Frustratingly, it’s what “Love Life” lacks when stacked against its predecessor that most defines it: Carrie Bradshaw is a person, and Darby Carter is a premise. This anthology series, executive produced by Paul Feig and Kendrick with co-showrunners Boyd and Bridget Bedard (“Transparent”), has an engaging enough conceit: It’s meant to follow one person per season from their first love to their last. For Darby (Kendrick), who moved to New York to “find herself” and then found herself an impossibly cool career and an apartment that’s just impossible, that journey begins with Augie (Jin Ha of “Devs”) and moves on through a predictable stable of guys (and only guys)—there’s the handsome older man, the charismatic user, the hot dum-dum who isn’t boyfriend material, the high school crush with whom she unexpectedly reconnects, the list goes on. Then there are the loves of her life beyond romance: her parents (James LeGros and a predictably excellent Hope Davis), and her friends and roommates Sara (series standout Zoë Chao), Mallory (Sasha Compère, appallingly underutilized), and Sara’s boyfriend Jim (Peter Vack). And that’s about it. She has a brother, and the occasional co-worker, and for one far too brief stretch a therapist, but Darby’s life is unavoidably defined by her romances in the eyes of both the character and the writers. In both cases, it’s a mistake that’s deeply damaging.
“Love Life” is far from the first story to follow a person who has centered her own life on the pursuit of romantic love, nor is it the first to acknowledge that she’s doing so, to her detriment. (For a much, much better example, see The CW’s “Crazy Ex-Girlfriend,” which is also considerably filthier—quite a feat, considering the network in question.) “Love Life” makes the mistake of doing the same, and that’s apparent from the first hour. That it recovers at all is due mainly to Kendrick, an immensely engaging performer who not only convincingly ages Darby year by year but who also manages to make up for the show’s total disinterest in her life outside her romantic pairings—I promise you, Kendrick is far more intrigued by Darby’s career in art and antiquities than Boyd and Bedard ever were. It’s also helpful that she could evidently conjure chemistry with a paper bag, as her scenes with all the men in her life attest, particularly those with John Gallagher, Jr. (though Ha and Scoot McNairy also stand out).

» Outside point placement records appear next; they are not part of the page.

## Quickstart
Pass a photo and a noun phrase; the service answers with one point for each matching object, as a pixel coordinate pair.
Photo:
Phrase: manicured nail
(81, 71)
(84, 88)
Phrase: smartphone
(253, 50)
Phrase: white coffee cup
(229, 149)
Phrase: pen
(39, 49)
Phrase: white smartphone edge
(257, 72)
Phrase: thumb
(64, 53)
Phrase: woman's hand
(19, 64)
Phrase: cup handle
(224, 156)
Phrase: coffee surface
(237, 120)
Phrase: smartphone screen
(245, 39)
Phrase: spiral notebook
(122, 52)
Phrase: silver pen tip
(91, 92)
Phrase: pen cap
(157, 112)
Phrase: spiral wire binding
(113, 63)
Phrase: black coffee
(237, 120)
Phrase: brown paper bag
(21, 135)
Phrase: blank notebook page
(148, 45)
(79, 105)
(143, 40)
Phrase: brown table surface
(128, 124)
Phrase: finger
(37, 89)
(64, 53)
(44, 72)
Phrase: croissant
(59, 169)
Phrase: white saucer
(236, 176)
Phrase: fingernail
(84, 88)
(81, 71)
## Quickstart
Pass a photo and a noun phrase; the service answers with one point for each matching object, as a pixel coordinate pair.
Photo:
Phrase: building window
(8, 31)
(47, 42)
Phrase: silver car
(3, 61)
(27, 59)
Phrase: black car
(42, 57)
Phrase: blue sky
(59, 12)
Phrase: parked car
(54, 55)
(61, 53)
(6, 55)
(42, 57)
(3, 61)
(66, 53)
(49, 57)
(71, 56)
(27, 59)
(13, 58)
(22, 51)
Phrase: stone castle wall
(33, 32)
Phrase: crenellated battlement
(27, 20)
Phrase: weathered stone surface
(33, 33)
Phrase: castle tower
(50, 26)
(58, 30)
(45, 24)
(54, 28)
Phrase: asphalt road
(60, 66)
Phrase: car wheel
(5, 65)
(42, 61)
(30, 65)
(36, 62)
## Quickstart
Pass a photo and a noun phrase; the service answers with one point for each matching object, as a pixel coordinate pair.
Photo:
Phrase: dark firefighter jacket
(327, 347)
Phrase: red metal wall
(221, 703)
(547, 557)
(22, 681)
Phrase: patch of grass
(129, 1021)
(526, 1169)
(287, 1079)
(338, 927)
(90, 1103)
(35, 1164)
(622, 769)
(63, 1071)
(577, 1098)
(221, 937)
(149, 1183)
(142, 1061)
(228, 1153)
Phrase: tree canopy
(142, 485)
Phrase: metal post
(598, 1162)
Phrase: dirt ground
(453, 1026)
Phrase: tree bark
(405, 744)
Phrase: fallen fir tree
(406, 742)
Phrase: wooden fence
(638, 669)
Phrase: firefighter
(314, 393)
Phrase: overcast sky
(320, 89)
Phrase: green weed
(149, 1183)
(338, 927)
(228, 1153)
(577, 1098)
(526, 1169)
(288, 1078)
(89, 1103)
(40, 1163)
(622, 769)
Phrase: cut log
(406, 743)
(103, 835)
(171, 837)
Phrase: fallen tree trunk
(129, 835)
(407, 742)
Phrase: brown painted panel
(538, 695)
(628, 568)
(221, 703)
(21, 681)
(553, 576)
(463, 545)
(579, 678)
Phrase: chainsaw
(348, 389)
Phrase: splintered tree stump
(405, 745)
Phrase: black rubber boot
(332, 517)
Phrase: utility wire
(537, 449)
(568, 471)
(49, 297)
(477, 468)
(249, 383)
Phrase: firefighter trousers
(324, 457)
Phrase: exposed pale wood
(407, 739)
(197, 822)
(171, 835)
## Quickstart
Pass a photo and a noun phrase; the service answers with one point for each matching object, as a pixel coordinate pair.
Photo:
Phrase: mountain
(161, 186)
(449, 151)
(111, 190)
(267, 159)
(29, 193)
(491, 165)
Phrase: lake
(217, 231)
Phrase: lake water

But even Kendrick’s considerable talent and skill can’t make up for the show’s overall flimsiness. It’s a real problem that “Love Life” has more in common with Amazon’s anthology “Modern Love” than it does with shows like “Girls,” Hulu’s “High Fidelity, “Crazy Ex-Girlfriend,” or “Jane the Virgin.” There’s precious little that connects these romances to each other, save Darby and New York City. If that sounds backward, if it seems like there should be no need to link them because they’re all part of Darby’s story, then congratulations, you have arrived at precisely the problem with “Love Life.” Despite Kendrick’s best efforts, it’s hard to shake the feeling that this is simply a collection of short stories in which the same person happens to figure, without any connective tissue. With one exception, it’s difficult to see how she learns, grows, and is scarred by these pairings, but nor is this a story of how she’s doomed to repeat old patterns over and over again. She’s just there, and the show happens to her.